Roll back the clock just four months.

Liverpool’s Pier Head is lined with thousands of runners, cautiously spaced out for the city’s BTR Half Marathon, a popular local road race that attracts an international line-up. Crowds gathered at the finish line cheer on competitors as they check their times and go to meet loved ones. In amongst the crowd are three friends, Kelvin, Michael and Tom; a trio of amateur runners who, aside from comparing medals, are looking forward to a season of successful events in their new-found passion of road running.

This would turn out to be one of the final fixtures on the global running calendar, with all official events being subsequently cancelled and most of the major races postponed to 2021. Live running events, like most major sports, have been shut-down until further notice. That is, almost shut down. A small number of sportsmen are adopting an entrepreneurial approach to an otherwise frustrating season, taking advantage of a more underground and ‘covid-secure’ opportunity to race. Kelvin, Michael and Tom are amongst this group, and in September, they will be bringing a little piece of one of the world’s most infamous endurance-running events to Liverpool.

Introducing, West Coast Runners.

A brand-new running crew with a hybrid and juxtaposed interest in running and pizza. They are an inclusive group that hopes to make urban exercise more familiar in Liverpool by promoting weekly social runs that are free and suitable for all abilities.

It’s an idea that has steadily gained traction in major cities across the world over the past decade. “A run crew is all about the camaraderie, bringing like-minded people together to run and have a good time in equal measure. It sits somewhere between casual joggers and formal, harrier-type track clubs in terms of experience”, says Kelvin.

Tom adds, “It’s a rising global trend and Liverpool is right up there with the likes of LA, Berlin and Copenhagen as a city perfect for urban exploration. As a runner, the whole city becomes your playground and there’s so much you can see on foot here, so it really makes sense to bring people together to run the city and be social.”

As a debut event, the crew have entered a team to compete in The Speed Project DIY. In a typical year, The Speed Project is a radical and underground relay, spanning 340 miles from the Santa Monica Pier in Los Angeles, through Death Valley to the edge of the Las Vegas desert. This year, its COVID-19 ‘DIY’ adaptation has teams planning routes in their home cities and using GPS tracking to run live against the best running crews in the world. Teams have 31 hours and 15 minutes to try and top the leaderboard by running the furthest combined distance, with each being free to devise their own running strategy.]

“We wanted to go full tilt and give maximum energy, to show everyone the best side of running crews”, Mike says. “I’m expecting most of us haven’t even run a relay race since school, so we jumped a few steps to go for a 31-hour long race, but then where’s the thrill in slow and steady!?”

The event may be radical in terms of racing, but it’s not just about the running. The organisers are developing a tool to coordinate a worldwide fundraising effort between the teams, that will include a merchandising element to ‘benefit organisations in the fight for racial justice and equity’.

“We know that our registration will contribute towards good causes chosen by The Speed Project in the US, so that’s great in itself”, Kelvin adds. “However as a team we see this as a great opportunity to make a positive impact a little closer to home”.

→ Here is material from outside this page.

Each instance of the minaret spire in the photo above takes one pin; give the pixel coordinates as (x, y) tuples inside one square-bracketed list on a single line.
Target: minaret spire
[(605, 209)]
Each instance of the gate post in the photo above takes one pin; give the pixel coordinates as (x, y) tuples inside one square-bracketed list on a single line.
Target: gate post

To that end, West Coast Runners are also looking to raise £2000 for Action Tutoring, an education charity that provides free tutoring to Merseyside pupils from disadvantaged backgrounds, to help them achieve a meaningful level of academic attainment, and progress to further education, employment or training.

A recent study by the Education Endowment Foundation estimates that school closures could wipe out an entire decade of progress in narrowing the attainment gap between disadvantaged pupils and their classmates. Sustained support will be needed to help these pupils catch up.

Michael, an ex-Geography Teacher who has volunteered with the charity for over a year, says “Liverpool’s pupils need organisations like Action Tutoring now more than ever. School closures disproportionately affect pupils from low-income households, whose parents lack the resources to deliver an entire curriculum from their living room. However, the charity relies on schools for 40% of its income, so they’re in real need of extra support right now.”

“They’re honestly one of the most evidence-based charities I have ever worked with. You would be amazed how few charities check whether what they’re doing actually works. Action Tutoring collect data on every pupil they support to evaluate impact and improve their service. They’re resources and staff are fantastic. We’re really proud to be supporting them.”

On the morning of September 5th, the fifteen strong team will find themselves at the starting line of a race for the first time in six months, eager to take on the thirty-one-hour battle ahead. Speaking to the trio, there’s a common thread of resilience and determination to do something constructive with a sport they’ve otherwise had to put on hold for a year. Kelvin wants to make short-shorts trendy again. Tom wants a medal. However, they all agree the ultimate prize to their outlandish debut in urban running is the opportunity to support Action Tutoring and disadvantaged students in Merseyside.

By starting a crew, West Coast Runners hopes to appeal to amateur runners of all abilities.  Weekly sessions and subsequent events are already in the pipeline for people with a like-minded desire for freedom, fun and adventure. See you on the starting line.